The newly resynthesized TAGs and cholesteryl esters are very hydrophobic, and aggregate in an aqueous environment. It is, there- fore, necessary that they be packaged as particles of lipid droplets surrounded by a thin layer composed of phospholipids, unesterified cholesterol, and a molecule of the characteristic protein, apolipoprotein B-48. This layer stabilizes the particle and increases its solubility, thereby preventing multiple particles from re-associating. The particles are named chylomicrons and are lipoproteins, special particles that are designed for the transport of lipids in circulation. Chylomicrons are released by exocytosis from enterocytes. Because they are particles, they are too large to enter typical capillaries. Instead they enter lacteals, lymphatic capillaries that poke up into the center of each villus. Chylomicrons then flow into the circulation via lymphatic vessels, which drain into the general circulation at the large veins in the chest. Chylomicrons deliver absorbed TAG to the body's cells. TAG in chylomicrons and other lipoproteins is hydrolyzed (BROKEN DOWN) by lipoprotein lipase, an enzyme that is found in capillary endothelial cells. Monoglycerides and fatty acids released from digestion of TAG then diffuse into cells.
explain the transport of long fatty acid chains into the mitochondria
after long chain fatty acids enters a cell, it is converted in the cytosol to its CoA derivative by LCFA CoA synthase (thiokinase). because beta oxidation happens inside the mitochondria and the mitochondrial membrane is impermeable to CoA, it uses a specialized carrier transport carnitine, and this rate-limiting transport process is called the carnitine shuttle - carnitine is obtained from diet, particularly meat products. it can also be synthesized from lysine and ethionine in liver and kidney. Fatty acids shorter than 12 carbons can cross the inner mitochondrial membrane without the aid of carnitine or the CPT system. Once inside the mitochondria, they are activated to their CoA derivatives by matrix enzymes, and are oxidized.
what are ketone bodies?
an alternative fuel for cells. liver mitochondria have the capacity to convert acetyl CoA derived from fatty acid oxidation into ketone bodies. ketone bodies are acetoacetate, 3-hydroxybyturate (beta) and acetone (a nonmetabolized side product). acetoacetate and 3-hydroxybyturate are transported in the blood to the peripheral tissues. they they can be reconverted to acetyl coA which can be oxidized by the TCA cycle.
describe fate of free fatty acids and glycerol
fate of free fatty acids: 1. Fate of free fatty acids: The free fatty acids derived from the hydrolysis of TAG may either directly enter adjacent muscle cells or adipocytes, or they may be transported in the blood in association with serum albumin until they are taken up by cells that can oxidize fatty acid to produce TAG molecules, which are stored until the fatty acids are needed by the body. fate of glycerol: Glycerol that is released from TAG is used almost exclusively by the liver to produce glycerol 3-phosphate, which can enter either glycolysis or gluconeogenesis by oxidation to dihydroxyacetone phosphate.
what happens after these lipids have been degraded?

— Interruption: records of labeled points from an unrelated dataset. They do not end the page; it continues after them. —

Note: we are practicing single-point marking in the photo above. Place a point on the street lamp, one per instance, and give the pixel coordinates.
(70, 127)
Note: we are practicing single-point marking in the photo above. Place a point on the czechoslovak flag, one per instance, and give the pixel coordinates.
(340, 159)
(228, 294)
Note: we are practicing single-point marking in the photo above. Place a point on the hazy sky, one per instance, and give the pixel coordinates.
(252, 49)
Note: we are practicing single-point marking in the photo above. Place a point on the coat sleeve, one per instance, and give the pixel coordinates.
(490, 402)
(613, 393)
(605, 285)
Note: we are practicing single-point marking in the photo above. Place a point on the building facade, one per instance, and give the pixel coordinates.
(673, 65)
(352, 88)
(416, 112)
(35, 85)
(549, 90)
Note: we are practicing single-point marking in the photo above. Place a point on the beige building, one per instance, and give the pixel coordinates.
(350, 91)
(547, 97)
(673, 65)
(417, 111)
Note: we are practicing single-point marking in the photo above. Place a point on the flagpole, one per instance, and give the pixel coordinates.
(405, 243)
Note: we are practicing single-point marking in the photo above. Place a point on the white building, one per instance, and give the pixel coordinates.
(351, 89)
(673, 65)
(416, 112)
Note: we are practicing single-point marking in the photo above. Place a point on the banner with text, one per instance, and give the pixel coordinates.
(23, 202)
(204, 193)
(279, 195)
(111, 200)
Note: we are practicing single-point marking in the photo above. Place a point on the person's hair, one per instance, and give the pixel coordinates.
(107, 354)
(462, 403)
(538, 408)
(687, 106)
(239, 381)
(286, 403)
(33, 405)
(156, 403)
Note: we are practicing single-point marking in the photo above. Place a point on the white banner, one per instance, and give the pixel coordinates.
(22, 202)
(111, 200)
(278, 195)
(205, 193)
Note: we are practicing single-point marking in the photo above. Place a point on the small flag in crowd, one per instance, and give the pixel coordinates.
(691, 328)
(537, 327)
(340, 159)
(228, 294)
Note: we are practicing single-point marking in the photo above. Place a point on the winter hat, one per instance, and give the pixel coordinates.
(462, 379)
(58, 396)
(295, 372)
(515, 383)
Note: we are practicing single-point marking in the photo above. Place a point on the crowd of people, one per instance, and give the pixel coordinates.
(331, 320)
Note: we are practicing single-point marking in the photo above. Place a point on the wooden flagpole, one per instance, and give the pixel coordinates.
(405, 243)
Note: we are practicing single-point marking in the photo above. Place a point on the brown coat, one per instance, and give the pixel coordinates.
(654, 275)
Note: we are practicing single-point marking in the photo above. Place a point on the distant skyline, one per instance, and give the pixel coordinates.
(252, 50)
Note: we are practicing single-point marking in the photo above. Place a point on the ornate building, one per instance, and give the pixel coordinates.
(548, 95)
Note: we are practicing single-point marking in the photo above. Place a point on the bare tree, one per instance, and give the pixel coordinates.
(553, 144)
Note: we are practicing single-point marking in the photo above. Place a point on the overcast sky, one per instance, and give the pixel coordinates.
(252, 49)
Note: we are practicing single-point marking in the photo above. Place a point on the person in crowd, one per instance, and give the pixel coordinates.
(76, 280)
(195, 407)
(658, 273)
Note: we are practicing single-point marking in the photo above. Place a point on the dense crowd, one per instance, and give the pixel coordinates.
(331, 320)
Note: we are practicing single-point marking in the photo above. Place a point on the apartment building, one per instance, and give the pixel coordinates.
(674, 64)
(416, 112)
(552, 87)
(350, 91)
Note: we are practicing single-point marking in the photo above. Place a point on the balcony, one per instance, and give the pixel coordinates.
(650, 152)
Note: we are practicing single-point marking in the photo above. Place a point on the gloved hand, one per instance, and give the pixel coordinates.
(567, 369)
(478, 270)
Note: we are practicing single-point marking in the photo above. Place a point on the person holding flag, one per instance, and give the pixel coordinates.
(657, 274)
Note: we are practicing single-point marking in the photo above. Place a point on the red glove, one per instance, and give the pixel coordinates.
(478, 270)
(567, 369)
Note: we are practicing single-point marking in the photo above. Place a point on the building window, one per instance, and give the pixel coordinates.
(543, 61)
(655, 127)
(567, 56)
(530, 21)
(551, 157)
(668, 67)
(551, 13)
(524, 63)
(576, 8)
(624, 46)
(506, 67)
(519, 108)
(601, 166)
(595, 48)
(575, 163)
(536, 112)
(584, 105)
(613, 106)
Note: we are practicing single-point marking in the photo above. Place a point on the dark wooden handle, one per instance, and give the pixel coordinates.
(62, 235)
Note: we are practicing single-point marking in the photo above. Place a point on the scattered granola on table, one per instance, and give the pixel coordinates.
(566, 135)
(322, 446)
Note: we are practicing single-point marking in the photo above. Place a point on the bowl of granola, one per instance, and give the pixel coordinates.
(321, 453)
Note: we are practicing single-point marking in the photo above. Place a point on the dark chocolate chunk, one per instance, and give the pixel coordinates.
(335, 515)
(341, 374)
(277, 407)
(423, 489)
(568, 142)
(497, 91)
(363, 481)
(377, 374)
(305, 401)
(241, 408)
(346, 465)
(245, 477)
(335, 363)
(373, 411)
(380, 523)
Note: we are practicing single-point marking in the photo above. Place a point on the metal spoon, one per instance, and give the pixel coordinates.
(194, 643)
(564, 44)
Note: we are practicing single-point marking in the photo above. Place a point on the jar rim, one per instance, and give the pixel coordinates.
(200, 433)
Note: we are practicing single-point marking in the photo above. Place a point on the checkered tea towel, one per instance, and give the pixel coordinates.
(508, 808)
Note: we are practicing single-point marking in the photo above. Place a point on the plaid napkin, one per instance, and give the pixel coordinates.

main products after lipid digestion are : free fatty acids free cholesterol 2-monoacylglycerol these + bile salts + fat-soluble vitamins form mixed micelles - disk shaped clusters of amphipathic lipids with hydrophobic groups on the inside and hydrophilic on the outside. These particles approach the primary site of lipid absorption, the brush border membrane of the mucosal cells. This membrane is separated from the liquid contents of the intestinal lumen by an unstirred water layer that mixes poorly with the bulk fluid. The hydrophilic surface of the micelles facilitates the transport of the hydrophobic lipids through the unstirred water layer to the brush border membrane where they are absorbed.